Gli Infedeli: la recensione del film con Riccardo Scamarcio e Valerio Mastandrea su Netflix

17 luglio 2020
3.5 di 5
24

Un gran bella sopresa, quella di questo film diretto da Stefano Mordini e interpretato da Riccardo Scamarcio, Valerio Mastandrea, Laura Chiatti e molti altri ancora. Più che all'originale francese, Gli infedeli guarda a certa acidissima commedia all'italiana del passato, dove la sgradevolezza rendeva amarissime le risate (ammesso che ci siano)

Gli Infedeli: la recensione del film con Riccardo Scamarcio e Valerio Mastandrea su Netflix

Fermi tutti.
Chi l’avrebbe mai detto che Gli infedeli, apparso all’improvviso, quasi un po’ alla chetichella, sulla piattaforma di Netflix, fosse un un film così riuscito, così cattivo, così centrato?

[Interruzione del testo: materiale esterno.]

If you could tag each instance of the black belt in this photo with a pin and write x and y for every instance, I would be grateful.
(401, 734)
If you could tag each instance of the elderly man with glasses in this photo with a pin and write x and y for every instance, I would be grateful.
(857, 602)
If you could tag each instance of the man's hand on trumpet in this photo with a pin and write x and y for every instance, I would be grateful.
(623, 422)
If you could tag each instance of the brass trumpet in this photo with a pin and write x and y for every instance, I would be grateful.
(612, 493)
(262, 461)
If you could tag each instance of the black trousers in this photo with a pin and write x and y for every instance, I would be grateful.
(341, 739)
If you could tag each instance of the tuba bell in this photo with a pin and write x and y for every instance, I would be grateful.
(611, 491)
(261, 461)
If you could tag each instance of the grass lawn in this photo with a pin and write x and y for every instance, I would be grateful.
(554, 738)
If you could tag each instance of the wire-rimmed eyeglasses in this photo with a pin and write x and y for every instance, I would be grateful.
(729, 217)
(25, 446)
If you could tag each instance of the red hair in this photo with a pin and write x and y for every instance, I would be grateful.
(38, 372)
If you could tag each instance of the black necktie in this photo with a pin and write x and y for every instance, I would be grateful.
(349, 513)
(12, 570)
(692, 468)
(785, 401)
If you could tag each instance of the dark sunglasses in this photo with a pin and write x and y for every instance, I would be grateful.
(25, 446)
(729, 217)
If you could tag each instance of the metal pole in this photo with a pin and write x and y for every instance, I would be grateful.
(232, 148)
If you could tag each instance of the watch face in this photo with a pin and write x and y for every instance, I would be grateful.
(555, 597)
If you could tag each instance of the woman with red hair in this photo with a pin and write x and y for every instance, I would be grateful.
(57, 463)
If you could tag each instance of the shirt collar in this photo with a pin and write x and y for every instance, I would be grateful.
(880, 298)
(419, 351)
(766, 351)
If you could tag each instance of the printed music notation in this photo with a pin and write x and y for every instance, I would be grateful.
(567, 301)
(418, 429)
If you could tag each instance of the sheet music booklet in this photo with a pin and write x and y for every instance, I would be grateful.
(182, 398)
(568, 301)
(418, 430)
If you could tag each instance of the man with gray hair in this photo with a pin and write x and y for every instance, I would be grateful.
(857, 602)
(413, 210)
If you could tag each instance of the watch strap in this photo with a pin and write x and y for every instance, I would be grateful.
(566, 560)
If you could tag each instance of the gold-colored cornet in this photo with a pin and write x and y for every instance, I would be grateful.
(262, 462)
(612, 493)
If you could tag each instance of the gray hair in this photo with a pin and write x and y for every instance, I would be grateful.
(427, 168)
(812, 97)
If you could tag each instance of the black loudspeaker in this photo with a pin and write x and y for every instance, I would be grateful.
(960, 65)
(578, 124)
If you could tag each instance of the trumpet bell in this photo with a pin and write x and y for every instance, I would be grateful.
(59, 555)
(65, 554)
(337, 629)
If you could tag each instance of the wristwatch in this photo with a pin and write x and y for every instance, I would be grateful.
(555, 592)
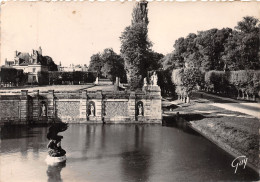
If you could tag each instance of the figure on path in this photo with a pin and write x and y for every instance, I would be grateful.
(92, 110)
(43, 110)
(54, 144)
(140, 110)
(154, 79)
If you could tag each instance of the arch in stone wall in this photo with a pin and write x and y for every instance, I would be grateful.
(91, 109)
(139, 108)
(43, 108)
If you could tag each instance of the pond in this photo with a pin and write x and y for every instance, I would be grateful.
(116, 153)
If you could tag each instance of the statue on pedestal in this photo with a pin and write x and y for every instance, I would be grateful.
(154, 79)
(140, 110)
(145, 81)
(92, 110)
(55, 152)
(43, 110)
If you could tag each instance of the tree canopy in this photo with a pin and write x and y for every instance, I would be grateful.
(135, 46)
(219, 49)
(108, 64)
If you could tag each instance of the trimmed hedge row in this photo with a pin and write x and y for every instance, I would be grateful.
(244, 81)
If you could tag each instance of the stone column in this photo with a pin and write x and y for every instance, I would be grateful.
(36, 107)
(83, 106)
(51, 106)
(24, 107)
(156, 104)
(131, 106)
(98, 105)
(116, 85)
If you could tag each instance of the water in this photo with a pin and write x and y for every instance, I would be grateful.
(116, 153)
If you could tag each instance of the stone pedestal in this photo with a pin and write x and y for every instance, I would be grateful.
(131, 106)
(83, 105)
(36, 106)
(24, 107)
(51, 106)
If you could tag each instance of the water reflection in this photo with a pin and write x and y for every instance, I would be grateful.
(136, 163)
(117, 153)
(54, 172)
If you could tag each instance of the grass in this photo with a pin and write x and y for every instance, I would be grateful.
(48, 87)
(237, 132)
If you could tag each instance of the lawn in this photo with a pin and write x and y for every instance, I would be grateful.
(236, 132)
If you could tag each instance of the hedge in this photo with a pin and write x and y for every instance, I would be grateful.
(243, 80)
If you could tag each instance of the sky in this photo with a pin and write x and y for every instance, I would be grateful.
(71, 32)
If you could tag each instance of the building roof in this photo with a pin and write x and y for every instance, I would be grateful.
(23, 58)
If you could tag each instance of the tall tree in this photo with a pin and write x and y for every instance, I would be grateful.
(135, 46)
(113, 65)
(96, 63)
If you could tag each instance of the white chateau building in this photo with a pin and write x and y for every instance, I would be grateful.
(29, 63)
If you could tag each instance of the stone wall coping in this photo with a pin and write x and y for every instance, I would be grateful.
(115, 100)
(69, 100)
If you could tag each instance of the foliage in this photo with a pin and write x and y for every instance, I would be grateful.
(218, 49)
(216, 80)
(243, 80)
(113, 65)
(96, 63)
(50, 63)
(186, 80)
(108, 64)
(135, 46)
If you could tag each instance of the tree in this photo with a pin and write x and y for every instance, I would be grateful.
(186, 81)
(135, 46)
(113, 65)
(96, 63)
(50, 63)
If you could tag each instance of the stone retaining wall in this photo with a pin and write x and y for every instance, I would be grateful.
(82, 107)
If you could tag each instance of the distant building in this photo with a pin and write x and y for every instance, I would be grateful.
(29, 63)
(73, 68)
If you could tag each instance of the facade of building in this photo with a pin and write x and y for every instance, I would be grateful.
(72, 68)
(29, 63)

Così in grado, indipendentemente dal #MeToo e da tutti i discorsi sul momento, di raccontare con tale spietatezza l’universo maschile e del maschile, le sue contraddizioni, le sue insicurezze croniche, le sue violenze e le sue meschinità (ma un po’ anche quello femminile, e mica in maniera scema)?
L’omonima commedia francese di partenza era trascurabile, ed è trascurabile anche tirarla in ballo in questo ragionamento: perché quella era tutto sommato innocua, e appunto puramente commedia, mentre Gli infedeli all’italiana riesce a portare nel presente quel miracolo antico del nostro cinema capace di raggelare la risata nell’orrore di una realtà acida, amara, addirittura plumbea.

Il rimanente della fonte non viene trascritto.